Improper signaling and symbol extensions: How far can we go with Gaussian P2P codebooks in the interfering MAC with TIN?

Meeting the challenges of 5G demands better exploitation of the available spectrum by allowing multiple parties to share resources. For instance, a secondary unlicensed system can share resources with the cellular uplink of a primary licensed system for an improved spectral efficiency. This induces interference which has to be taken into account when designing such a system. A simple yet robust strategy is treating interference as noise (TIN), which is widely adapted in practice. It is thus important to study the capabilities and limitations of TIN in such scenarios.
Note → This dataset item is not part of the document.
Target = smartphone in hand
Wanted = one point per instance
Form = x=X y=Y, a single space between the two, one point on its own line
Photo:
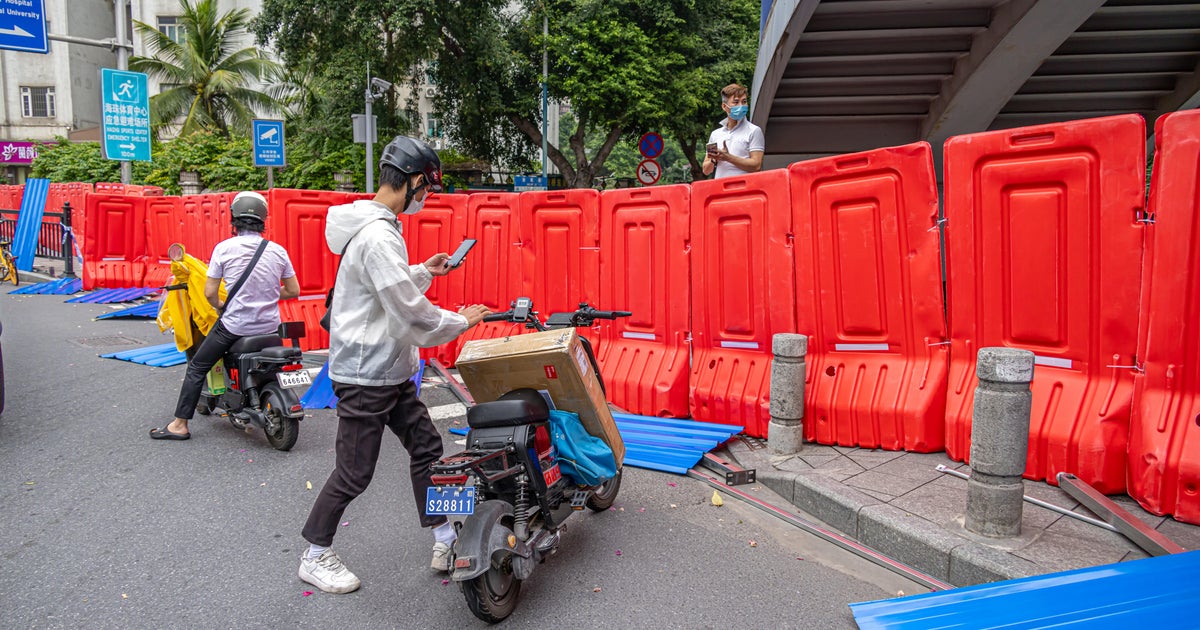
x=460 y=253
In this paper, we study this scenario modelled as Multiple Access Channel (MAC) interfered by a Point-to-Point (P2P) channel. Here, we focus on rate maximization and power minimization problems separately. We use improper Gaussian signaling (instead of proper) at the transmitters to increase the design flexibility, which offers the freedom of optimizing the transmit signal pseudo-variance in addition to its variance. Furthermore, we allow correlation among the transmitted signals over orthogonal resource basis (i.e., time or frequency) for the purpose of optimal signaling design over the extended channel. We formulate the rate maximization problem as a semidefinite program, and use semidefinite relaxation (SDR) to obtain a near-optimal solution. Numerical optimizations show that, by improper Gaussian signaling the achievable rates can be improved upto three times depending on the strength of the interfering links. Furthermore, we observe significant benefits in power consumption by improper Gaussian signaling with symbol extensions compared to the traditional proper Gaussian signaling. Interestingly, by minimizing sum power given the solution of the rate maximization problem improves the energy efficiency significantly.